Gordon reports that the induction ceremony, attended by about 100 friends and family members of the inductees and Rainbow Stage staff, was held just prior to the opening night performance of “The Little Mermaid,”,the second of three shows the company is putting on this summer and early fall.
“It was also special to have one of my grandchildren, my husband Art Maister, my mom Ethel, and my aunt Evelyn Hecht at the induction ceremony,” she adds. (Evelyn also performed at Rainbow Stage in the 1950s.)
Gordon notes that while she appeared onstage in seven Rainbow Stage productions – from 1977 to 1993, she was honoured not for her acting, but for her role as a nurturer of talent through teaching acting and musical theatre at the University of Winnipeg for 18 years, as well as teaching at the University of Manitoba, Prairie Theatre Exchange and The Manitoba Theatre for Young People – also, later as the Artistic Director of Winnipeg Jewish Theatre for over 10 years and Winnipeg Studio Theatre, which she founded in 2006.
“I get a lot of satisfaction watching actors I’ve directed and students I have taught and nurtured performing at Rainbow Stage and other venues in the city,” Gordon notes.

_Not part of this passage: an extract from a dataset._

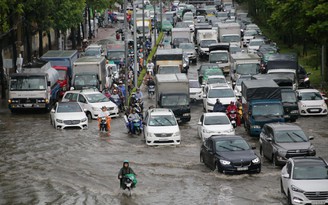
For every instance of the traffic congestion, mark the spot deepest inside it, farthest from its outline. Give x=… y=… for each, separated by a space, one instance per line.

Many of them have gone on to work professionally and have appeared across Canada, as well as in Broadway productions. Some of them include: Alexandra Frohlinger (Soul Doctor/Broadway), Samantha Hill (Phantom of the Opera/Broadway), Jaz Sealey (Aladdin/Broadway), Andrea Macasaet (Six/Broadway), and Nyk Bielak (Book of Mormon/Broadway).
Gordon was an actor and high school drama teacher at West Kildonan Collegiate for the first 15 years of her career. By the mid-1990s she found herself becoming more interested in working behind the scenes as a director/producer. In 1994, she became the Winnipeg Jewish Theatre’s second artistic director – succeeding WJT founder Bev Aronovitch – a role she played until 2006. Following her time at WJT Gordon observed that local theatres were not hiring many female theatre directors.
“I realized that if I wanted to work as a director, I would have to create my own projects,” she recalls. So, she started Winnipeg Studio Theatre (WST) in 2006. Soon after forming the company, she invited her longtime theatre associate Brenda Gorlick to run the StudioWorks Academy, a program for emerging artists.
In 2021 she stepped down from her position at WST. “I am still interested in directing – but without the added pressures of being a producer or the full-time responsibility of running a professional theatre company,” she observes. “I like having the freedom to pick and choose the projects I want to work on.” I still plan to work on independent contracts directing theatre and creating entertainment for special events or fundraising activities in the community.”.Last year she produced and directed the Jewish Federation of Winnipeg’s Negev Gala tribute honouring Gail Asper and Michael Paterson. As well, stepping down from her responsibilities with WST has also allowed Gordon to devote more time to her other passion – photography. “I have been interested in photography since I was 15,” she recounts. “My father Ralph had a dark room in our basement.”
Over the past couple of years, she has achieved accreditation with the Professional Photographers of Canada in four different areas of photography: street photography (her favourite), portraiture, performing artists, and figure study. And, last year, she co-authored a coffee table book – “The Murals of Winnipeg,” with fellow photographer Keith Levit as a fundraiser for Take Pride Winnipeg, with 80 pages of photos, which sold out in two weeks and the funds will go to emerging mural artists. (That story can be found on the jewishpostandnews.ca website.)
Kayla is grateful to have stayed in Winnipeg and she sums up her career, and how and why she managed to work in theatre all these years with a quote from Henry Winkler (aka ‘The Fonz’) “I live by tenacity and gratitude. Tenacity gets you where you want to be, and gratitude allows you not to be frustrated along the way”.